The report draws a sharp contrast with historical oil shocks that pushed the US economy into recession. This time, the US is cushioned by energy self-sufficiency and substantial tax refunds to households, ensuring higher energy spending remains domestic.
For India, however, the conflict has created multiple layers of headwinds, affecting agriculture, MSMEs, consumption, and global supply chains. Yet, SBI Research identifies green shoots that could allow India to reposition itself within global value chains.
One such opportunity lies in the financial sector. With Dubai and Abu Dhabi facing uncertainty due to escalating tensions, global investors and NRIs are reassessing their concentrated exposure to these hubs.
This presents a strategic opening for IFSC GIFT City to emerge as a stable global financial destination. Similarly, disruptions in Middle Eastern airspace are creating risks for traditional transit routes, offering Indian and Chinese airports the chance to position themselves as alternative hubs. Realising this potential, however, will require significant investments in airport infrastructure, connectivity, and passenger experience.
On monetary policy, the report notes that many central banks, both developed and emerging, paused in 2026 after rate cuts in 2025. They are now reassessing their paths in light of the war in West Asia and domestic macroeconomic constraints.

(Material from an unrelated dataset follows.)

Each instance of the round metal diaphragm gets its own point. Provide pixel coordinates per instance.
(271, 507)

For the Reserve Bank of India, the growth–inflation paradox leaves little room for manoeuvre, suggesting a continuation of the status quo until the full impact of the conflict and evolving climate patterns becomes clearer. This implies a “lower for longer” regime in monetary settings.
Despite the multiple vortexes of global headwinds, India’s economic trajectory remains firm. SBI Research underscores that the country’s ability to withstand shocks and leverage emerging opportunities in finance and aviation demonstrates its resilience and adaptability.
The projection of 6.8%–7.1% growth for FY27, even amid uncertainty, highlights India’s capacity to defy global pressures and sustain momentum.